Have You Met the Twins?

There are on Otter Avenue two more houses I believe to be the work of William Waters.  Located next to Peter Nicolai’s Italianate Style house these two houses are mirror images of each other and of the Queen Anne Style.  They were built in 1885 and were occupied at different times.  Presently the houses are numbered 402 and 406 but in 1886 would have carrier the numbers 93 and 97, respectively.  The dwellings are nearly duplicates of the rectory built in Appleton for the Episcopal church there.  They show many of the stylistic elements that would mark them as the work of William Waters. There are on one side elevation double gables as seen on the J. W. Kelley residence of Washington Street.  Like brackets supporting gables and eves are found on other Waters houses as well, they surly must have come from architect Waters’ drawing board.
                                            See number 5, lower right corner.

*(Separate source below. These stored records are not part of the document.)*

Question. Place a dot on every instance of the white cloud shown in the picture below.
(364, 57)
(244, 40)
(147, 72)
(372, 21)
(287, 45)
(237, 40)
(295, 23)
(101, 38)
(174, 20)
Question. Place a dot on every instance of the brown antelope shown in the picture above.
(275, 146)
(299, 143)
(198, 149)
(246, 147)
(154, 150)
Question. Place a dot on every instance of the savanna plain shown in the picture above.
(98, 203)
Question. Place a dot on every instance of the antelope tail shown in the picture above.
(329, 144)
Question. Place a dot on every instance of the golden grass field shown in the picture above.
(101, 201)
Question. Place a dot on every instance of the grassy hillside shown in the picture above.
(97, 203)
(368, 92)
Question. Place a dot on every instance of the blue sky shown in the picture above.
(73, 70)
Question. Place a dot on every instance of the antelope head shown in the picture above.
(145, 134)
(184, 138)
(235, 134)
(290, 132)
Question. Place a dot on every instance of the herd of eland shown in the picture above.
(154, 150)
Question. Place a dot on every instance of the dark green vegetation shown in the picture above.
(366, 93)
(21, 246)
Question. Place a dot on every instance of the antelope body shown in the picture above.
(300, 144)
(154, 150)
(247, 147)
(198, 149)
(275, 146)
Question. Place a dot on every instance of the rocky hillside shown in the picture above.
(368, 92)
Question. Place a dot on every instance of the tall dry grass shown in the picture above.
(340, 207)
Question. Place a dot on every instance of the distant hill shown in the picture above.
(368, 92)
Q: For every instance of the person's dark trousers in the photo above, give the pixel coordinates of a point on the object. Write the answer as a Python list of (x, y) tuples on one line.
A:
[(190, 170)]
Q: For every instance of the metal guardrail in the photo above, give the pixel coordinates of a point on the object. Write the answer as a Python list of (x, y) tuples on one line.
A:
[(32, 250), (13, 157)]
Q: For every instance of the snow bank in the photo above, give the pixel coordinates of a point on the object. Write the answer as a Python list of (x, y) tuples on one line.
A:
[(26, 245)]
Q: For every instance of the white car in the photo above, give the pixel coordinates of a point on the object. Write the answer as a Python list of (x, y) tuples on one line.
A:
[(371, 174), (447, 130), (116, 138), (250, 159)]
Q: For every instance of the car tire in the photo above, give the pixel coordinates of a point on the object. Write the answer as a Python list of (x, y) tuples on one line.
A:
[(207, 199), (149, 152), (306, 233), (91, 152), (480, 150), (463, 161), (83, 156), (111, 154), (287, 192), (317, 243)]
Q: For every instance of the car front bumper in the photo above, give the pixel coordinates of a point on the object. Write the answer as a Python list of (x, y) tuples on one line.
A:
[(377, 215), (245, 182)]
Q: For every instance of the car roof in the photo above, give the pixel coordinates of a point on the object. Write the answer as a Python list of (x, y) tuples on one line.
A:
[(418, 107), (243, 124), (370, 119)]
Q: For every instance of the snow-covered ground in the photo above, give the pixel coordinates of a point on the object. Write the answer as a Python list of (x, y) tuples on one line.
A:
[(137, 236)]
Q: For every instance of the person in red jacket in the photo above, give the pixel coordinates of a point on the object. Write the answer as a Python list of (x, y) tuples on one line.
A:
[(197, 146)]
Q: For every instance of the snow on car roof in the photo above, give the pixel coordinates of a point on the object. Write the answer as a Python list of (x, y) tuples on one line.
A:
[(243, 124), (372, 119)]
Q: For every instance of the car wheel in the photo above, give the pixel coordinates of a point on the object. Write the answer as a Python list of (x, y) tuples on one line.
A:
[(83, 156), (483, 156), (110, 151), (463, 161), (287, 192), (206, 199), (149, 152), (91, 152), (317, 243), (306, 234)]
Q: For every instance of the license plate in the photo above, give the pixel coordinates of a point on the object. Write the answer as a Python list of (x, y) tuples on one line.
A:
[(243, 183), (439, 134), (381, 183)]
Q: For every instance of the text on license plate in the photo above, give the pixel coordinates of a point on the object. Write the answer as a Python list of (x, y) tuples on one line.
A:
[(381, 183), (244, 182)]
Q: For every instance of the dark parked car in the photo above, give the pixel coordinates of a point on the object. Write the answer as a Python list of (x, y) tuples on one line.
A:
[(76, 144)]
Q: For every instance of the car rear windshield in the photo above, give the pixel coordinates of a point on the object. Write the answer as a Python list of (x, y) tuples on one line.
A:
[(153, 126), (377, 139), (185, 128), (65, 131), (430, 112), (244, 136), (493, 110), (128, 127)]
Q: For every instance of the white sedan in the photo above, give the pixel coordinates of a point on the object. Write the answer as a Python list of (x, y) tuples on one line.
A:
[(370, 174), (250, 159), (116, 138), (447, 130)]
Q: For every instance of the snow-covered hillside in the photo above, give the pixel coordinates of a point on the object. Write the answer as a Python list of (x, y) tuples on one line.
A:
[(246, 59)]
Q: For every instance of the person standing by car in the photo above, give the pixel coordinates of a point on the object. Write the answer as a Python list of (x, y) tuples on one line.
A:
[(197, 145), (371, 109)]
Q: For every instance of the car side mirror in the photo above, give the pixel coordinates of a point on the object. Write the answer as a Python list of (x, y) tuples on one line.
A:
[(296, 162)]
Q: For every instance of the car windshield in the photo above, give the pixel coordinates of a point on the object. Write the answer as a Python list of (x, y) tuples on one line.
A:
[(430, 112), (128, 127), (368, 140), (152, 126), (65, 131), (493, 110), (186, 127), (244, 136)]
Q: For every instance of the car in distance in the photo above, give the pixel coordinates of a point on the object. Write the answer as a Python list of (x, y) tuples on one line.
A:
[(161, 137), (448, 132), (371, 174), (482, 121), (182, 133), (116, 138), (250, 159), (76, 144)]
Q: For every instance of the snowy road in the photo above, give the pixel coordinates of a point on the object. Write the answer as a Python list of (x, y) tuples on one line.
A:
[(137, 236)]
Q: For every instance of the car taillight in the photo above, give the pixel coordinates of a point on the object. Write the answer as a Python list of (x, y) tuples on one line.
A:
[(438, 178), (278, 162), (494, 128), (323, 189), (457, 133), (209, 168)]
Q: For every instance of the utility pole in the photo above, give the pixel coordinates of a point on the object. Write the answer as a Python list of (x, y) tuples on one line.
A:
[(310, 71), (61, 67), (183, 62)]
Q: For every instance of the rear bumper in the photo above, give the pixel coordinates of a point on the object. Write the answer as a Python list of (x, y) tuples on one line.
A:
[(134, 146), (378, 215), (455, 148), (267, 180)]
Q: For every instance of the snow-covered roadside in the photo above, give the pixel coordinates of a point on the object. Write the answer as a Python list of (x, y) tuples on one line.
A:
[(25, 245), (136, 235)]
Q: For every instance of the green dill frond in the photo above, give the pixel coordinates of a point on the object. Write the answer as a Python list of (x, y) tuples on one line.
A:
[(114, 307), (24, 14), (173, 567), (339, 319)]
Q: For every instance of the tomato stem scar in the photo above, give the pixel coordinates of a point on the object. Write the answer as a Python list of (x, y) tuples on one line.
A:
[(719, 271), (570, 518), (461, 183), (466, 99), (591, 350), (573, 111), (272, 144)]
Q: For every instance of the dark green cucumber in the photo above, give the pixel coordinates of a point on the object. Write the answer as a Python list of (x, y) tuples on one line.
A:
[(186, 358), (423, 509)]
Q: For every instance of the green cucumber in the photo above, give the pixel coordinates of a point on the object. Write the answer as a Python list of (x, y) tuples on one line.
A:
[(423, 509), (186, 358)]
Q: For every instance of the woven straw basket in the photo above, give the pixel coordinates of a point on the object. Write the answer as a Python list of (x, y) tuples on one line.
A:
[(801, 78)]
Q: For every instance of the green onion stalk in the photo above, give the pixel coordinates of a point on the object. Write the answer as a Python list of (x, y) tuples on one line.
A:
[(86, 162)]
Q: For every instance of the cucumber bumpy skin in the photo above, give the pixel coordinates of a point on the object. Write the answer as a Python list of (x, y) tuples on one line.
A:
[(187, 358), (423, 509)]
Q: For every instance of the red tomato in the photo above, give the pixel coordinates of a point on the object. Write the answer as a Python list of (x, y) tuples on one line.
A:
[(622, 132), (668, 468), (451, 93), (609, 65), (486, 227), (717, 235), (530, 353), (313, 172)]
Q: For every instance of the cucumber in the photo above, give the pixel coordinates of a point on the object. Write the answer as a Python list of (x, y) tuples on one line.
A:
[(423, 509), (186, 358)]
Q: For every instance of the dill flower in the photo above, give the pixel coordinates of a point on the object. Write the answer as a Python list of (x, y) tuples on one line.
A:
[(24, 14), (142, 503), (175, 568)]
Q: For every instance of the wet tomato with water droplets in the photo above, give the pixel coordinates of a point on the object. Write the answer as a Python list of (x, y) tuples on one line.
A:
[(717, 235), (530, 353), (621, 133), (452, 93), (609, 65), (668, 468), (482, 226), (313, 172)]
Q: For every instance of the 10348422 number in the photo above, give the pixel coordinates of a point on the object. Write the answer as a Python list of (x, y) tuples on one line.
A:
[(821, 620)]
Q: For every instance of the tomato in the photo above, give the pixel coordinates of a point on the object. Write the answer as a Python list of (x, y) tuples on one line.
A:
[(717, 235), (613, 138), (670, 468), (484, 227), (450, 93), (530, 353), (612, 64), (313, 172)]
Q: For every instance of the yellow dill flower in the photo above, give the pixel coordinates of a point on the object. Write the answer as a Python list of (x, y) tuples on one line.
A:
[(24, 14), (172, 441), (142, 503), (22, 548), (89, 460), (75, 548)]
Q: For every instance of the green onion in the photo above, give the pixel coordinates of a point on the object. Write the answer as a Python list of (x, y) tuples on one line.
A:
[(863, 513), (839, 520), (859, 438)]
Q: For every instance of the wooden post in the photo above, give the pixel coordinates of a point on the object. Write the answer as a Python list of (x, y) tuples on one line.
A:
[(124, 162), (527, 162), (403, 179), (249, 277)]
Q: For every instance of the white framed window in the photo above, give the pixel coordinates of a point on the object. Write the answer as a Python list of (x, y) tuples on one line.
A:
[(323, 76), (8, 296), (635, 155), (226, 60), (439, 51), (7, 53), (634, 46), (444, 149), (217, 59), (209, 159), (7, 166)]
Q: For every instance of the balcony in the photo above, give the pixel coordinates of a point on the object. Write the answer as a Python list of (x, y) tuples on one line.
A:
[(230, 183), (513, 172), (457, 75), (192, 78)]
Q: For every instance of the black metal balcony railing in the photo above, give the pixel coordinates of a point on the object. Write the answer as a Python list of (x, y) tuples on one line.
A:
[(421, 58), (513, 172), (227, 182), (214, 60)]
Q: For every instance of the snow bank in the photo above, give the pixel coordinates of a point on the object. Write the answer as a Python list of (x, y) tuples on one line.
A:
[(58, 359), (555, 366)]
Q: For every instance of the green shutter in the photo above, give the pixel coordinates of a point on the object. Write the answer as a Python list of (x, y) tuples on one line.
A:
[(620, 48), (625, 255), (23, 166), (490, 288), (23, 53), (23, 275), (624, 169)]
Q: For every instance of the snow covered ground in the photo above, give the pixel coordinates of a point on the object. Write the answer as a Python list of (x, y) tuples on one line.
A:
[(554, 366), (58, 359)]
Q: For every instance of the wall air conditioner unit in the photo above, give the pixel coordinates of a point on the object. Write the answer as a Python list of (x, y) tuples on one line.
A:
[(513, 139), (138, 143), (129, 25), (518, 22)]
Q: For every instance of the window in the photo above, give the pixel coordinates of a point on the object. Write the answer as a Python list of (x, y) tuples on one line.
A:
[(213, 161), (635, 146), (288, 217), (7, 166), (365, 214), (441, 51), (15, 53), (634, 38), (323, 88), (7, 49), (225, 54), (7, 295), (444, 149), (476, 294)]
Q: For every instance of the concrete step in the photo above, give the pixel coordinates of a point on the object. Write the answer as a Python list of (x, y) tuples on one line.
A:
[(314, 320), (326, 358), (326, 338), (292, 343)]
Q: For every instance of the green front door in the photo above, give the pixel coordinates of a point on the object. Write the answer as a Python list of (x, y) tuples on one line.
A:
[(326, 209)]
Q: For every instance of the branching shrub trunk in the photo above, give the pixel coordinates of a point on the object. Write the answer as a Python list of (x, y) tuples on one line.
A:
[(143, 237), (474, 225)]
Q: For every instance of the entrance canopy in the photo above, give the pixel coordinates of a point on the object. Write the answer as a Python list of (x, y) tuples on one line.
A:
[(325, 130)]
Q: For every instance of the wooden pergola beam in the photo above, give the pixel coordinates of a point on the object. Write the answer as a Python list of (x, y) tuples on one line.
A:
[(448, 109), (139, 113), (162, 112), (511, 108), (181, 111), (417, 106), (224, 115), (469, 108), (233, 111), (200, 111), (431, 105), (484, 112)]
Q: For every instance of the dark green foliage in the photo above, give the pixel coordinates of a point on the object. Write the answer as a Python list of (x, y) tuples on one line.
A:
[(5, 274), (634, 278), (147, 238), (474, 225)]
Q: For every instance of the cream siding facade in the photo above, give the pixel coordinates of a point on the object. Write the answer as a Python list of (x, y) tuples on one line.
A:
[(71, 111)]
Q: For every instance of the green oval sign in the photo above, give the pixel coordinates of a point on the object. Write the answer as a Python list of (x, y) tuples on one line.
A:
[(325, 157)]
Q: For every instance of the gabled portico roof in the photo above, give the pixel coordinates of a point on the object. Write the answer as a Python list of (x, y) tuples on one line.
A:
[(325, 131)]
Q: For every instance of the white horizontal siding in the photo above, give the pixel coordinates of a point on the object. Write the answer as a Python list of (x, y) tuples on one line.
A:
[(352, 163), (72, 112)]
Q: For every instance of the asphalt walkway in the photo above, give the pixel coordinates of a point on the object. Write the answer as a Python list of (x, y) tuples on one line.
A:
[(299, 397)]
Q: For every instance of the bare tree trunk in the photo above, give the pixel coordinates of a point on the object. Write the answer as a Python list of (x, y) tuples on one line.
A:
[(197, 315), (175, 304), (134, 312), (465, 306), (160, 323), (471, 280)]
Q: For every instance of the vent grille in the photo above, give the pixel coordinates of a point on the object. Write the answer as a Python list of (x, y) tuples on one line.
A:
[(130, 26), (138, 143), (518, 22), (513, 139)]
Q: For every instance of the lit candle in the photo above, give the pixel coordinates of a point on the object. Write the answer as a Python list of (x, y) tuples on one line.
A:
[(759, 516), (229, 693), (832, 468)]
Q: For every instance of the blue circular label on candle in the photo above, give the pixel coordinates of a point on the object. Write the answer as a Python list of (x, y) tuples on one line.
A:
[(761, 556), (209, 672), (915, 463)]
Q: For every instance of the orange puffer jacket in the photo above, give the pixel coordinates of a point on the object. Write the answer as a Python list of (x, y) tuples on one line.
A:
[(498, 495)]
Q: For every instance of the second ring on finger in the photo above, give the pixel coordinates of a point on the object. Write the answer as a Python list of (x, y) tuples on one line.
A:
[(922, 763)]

An article in the Daily Northwestern of January 2, 1886 gives a list and dollar amount for the buildings completed in 1885, two are listed on Otter Street for C. D. Heath at $2,500 each, the report doesn't name any architects.  Mr. Heath was born in Racine in and came to Oshkosh with his family in 1858.  He was proprietor of a cigar shop and later the Senate sample room on Washington Street and Athearn Hotel.  Additionally, Heath was second ward alderman and was for one week in April of 1891 the mayor of Oshkosh.  Later he and his family moved to Marinette, Wisconsin, where he ran a hotel.
The first resident of number 406 was Frank D. Topliff a partner in the dry goods house of Hough and Topliff which had two locations, one on Oregon Street and the other on Main Street. The city directory of 1886 lists Mr. Topliff’s residence as 279 Jackson Street but the 1889 register locates him on Otter Avenue.  Mr. Topliff came from New York in 1872 to Green Bay and married Miss Hoffmann while working for Seels and Best Dry Goods.  In 1879 he traveled to Oshkosh and eventually partnered with Elbert Hough in the dry goods business.  That arrangement went until 1894 when Topliff opened his own store.  He remained it business until 1915 when he and his wife retired to Green Bay.  Parenthetically Mr. Charles Heath was the Topliff Company treasurer.